The effects of capillary force and gravity on the interfacial profile in a reservoir fracture or pore

This paper presents a mathematical model for determining the interfacial profile between two immiscible fluids in a reservoir fracture or pore with a random orientation. This model is derived from the Laplace equation of capillarity by considering the effects of the capillary force, the gravity, and the wettability of fluids on reservoir rocks. The fourth-order Runge–Kutta method is employed to obtain the numerical solution. The mathematical model together with its numerical scheme is verified by the measured interfacial profiles between a heavy oil sample and a water phase in a circular tube. The numerical results show that the equilibrium shape of the interfacial profile depends on the dimensionless Bond number, the orientation of the reservoir fracture or pore and the contact angle. In particular, it is found that the Bond number, which is defined as the ratio of the gravity to the capillary force, has a strong effect on the shape of the interfacial profile. For a sufficiently small Bond number, the interfacial profile is governed by the capillary force and the contact angle formed with reservoir rocks.
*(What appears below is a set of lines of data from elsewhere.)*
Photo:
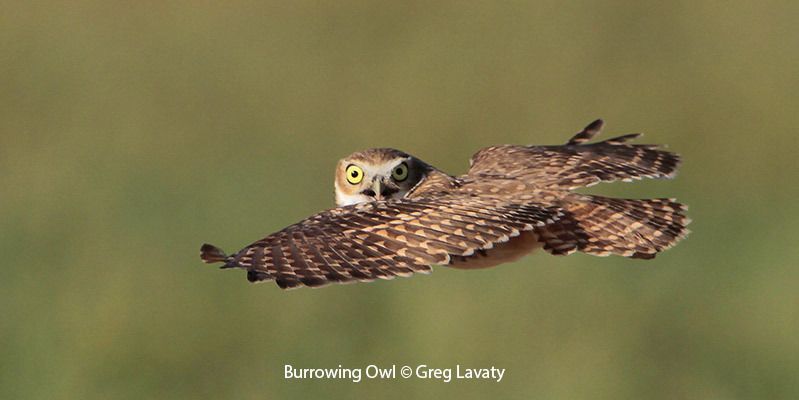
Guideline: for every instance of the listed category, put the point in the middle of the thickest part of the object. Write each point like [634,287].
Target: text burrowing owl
[397,215]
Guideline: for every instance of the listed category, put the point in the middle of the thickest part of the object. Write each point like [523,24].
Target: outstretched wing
[576,164]
[381,240]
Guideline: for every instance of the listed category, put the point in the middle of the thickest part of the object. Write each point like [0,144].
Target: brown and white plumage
[398,215]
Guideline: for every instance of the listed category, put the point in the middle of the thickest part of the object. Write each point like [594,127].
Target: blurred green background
[132,133]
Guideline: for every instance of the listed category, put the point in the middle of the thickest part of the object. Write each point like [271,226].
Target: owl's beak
[380,190]
[377,188]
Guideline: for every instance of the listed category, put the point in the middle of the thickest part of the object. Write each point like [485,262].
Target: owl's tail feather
[601,226]
[211,254]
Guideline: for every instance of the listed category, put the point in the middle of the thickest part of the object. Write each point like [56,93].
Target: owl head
[377,174]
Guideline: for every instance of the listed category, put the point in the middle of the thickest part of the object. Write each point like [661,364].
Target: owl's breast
[501,253]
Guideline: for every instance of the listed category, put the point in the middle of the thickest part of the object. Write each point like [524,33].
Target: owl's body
[398,215]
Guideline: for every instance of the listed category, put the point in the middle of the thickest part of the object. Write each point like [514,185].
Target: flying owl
[397,215]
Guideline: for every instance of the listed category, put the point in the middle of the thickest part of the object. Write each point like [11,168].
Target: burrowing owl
[398,215]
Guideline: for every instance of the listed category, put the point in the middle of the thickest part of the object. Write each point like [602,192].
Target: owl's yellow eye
[354,174]
[400,172]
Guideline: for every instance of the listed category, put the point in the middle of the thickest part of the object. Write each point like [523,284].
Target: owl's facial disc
[365,182]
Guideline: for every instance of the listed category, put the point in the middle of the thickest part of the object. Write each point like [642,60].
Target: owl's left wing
[576,163]
[381,240]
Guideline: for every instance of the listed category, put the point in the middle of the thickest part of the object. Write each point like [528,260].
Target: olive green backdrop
[132,133]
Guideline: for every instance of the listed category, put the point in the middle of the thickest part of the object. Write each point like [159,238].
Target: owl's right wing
[576,163]
[381,240]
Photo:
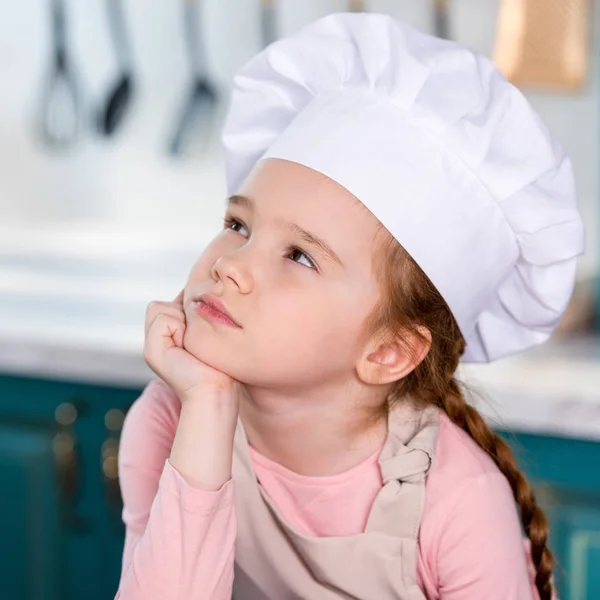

In this case, the orientation of the reservoir fracture or pore has no influence on the interfacial profile. Based on the numerical results, a universal critical Bond number is obtained and further used in determining the so-called critical permeability of hydrocarbon reservoirs. The interfacial profile in a reservoir fracture or pore is dominated by the capillary force as long as the reservoir permeability is smaller than this critical permeability.